Air France pourrait devoir sacrifier de nouvelles lignes-PDG

mercredi 15 juillet 2015 13h08
 

PARIS, 15 juillet (Reuters) - Air France pourrait devoir fermer de nouvelles lignes long-courrier si les négociations prévues à l'automne avec les personnels navigants ne permettent pas de dégager les économies de coûts nécessaires pour s'aligner sur la concurrence, a déclaré mercredi son PDG Frédéric Gagey.

La filiale du groupe franco-néerlandais Air France-KLM a annoncé le 15 juin l'abandon l'hiver prochain de quatre lignes déficitaires et la réduction de fréquences sur d'autres liaisons dans trois pays.

Auditionné par le commission du développement durable et de l'aménagement du territoire de l'Assemblée nationale, Frédéric Gagey a réaffirmé l'objectif de parvenir à terme à 80% de lignes long-courrier rentables contre 50% actuellement.

A la question d'un député sur l'éventualité de nouvelles fermetures de lignes, il a répondu : "Que faire d'autre ? S'il s'avère à l'automne 2015 (...) que nous ne serons jamais sinon comparables, au moins suffisamment proches, pour être dans un état de compétition satisfaisant vis-à-vis de nos concurrents (...), nous devrons passer par des restrictions sur notre réseau long-courrier".

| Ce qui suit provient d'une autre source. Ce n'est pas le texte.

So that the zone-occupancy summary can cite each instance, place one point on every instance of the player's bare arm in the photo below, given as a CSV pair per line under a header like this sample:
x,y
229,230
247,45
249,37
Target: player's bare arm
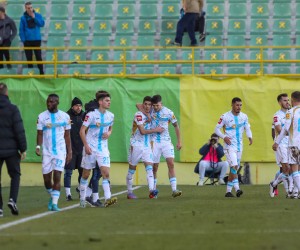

Frédéric Gagey, qui a prévu à la fin septembre un point d'étape sur les négociations avant les syndicats de personnels navigants mais aussi au sol, a souligné que l'objectif d'Air France restait de maintenir, voire de développer son réseau long-courrier.

Il a rappelé qu'Air France visait un bénéfice d'exploitation de l'ordre de 740 millions d'euros en 2017 après des pertes ininterrompues depuis 2008. Air France espérait enfin renouer avec un bénéfice d'exploitation d'environ 140 millions d'euros l'an passé, mais la longue grève des pilotes a une nouvelle fois fait plonger ses comptes dans le rouge.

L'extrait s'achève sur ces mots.